Broke-ass cinnamon rolls?
Butt ugly sticky buns?!
Don’t be alarmed. It’s PETA’s Vegan College Cookbook!
Noice was at the COOP Tuesday evening to taste, prod, and scratch our heads at a veritable smorgasbord of PETA-blessed vegan food aimed at the average college bro, nerd, Harvard student, etc.
To entice us to buy, a selection of dishes from the cookbook — microwave-baked “Beer Bread,” vegan shepard’s pie and a selection of salads — were all on offer.
Our verdict? The beer bread was edible, but not my first choice of call when it comes to baked goods. Salads were salads, and the shepard’s pie was stone cold.
Noice gets the very strong feeling that a board room of PETA execs sat down and, in an attempt to solve the problem of how to recruit cool young things like us to join the animal rights movement, pulled together a cookbook that attempted to demonstrate how viable it is to become vegan.

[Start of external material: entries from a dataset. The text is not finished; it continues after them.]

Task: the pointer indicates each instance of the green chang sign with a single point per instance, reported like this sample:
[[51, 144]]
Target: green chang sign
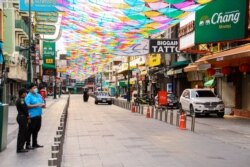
[[221, 20], [49, 54]]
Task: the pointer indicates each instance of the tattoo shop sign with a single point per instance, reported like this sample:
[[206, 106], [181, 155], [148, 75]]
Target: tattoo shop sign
[[164, 46]]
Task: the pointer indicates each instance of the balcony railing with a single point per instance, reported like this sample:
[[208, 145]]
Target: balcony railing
[[22, 25]]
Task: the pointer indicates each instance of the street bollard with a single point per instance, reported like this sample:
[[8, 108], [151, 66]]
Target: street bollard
[[52, 162], [156, 113], [177, 118], [57, 138], [161, 114], [166, 116], [152, 115], [193, 122], [55, 147], [54, 154], [60, 128], [59, 132], [62, 124], [171, 117]]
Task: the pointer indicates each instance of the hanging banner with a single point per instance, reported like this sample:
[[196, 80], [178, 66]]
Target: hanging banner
[[38, 5], [221, 20], [47, 17], [154, 60], [45, 29], [164, 46], [49, 54], [162, 97]]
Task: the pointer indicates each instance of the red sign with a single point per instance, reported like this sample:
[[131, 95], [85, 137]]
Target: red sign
[[162, 96]]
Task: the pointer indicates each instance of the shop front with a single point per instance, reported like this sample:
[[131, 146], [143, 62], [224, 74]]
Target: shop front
[[231, 68]]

Sadly, all they came up with was this:
- Vegan Grilled Cheese: Substitute vegan cheese. Sandwich it between slices of bread. Grill.
- Yogurt Parfait: Layer soy yogurt and berries.
- BLT: Vegan bacon, lettuce, and tomato.
Can you say “duh”? If you need a cookbook to learn how to make a grilled cheese, then you don’t belong in college. Perhaps this book should be called the Brain-dead’s Guide to Veganism.
Not only were the recipes lacking, but they had names that made us weep (from disgust, not amusement). For instance, “Breakup Pudding,” “Pimp My Ramen Noodles,” “Fake Blondes.”
Also, a tip to PETA: If you want to make veganism more accessible to college kids, don’t include ingredients like soy cheese and vegan chili. We’re on a budget. A trip to Whole Foods would wipe us out.
The verdict: Sorry, but this book isn’t gonna sell veganism to us, much less college veganism.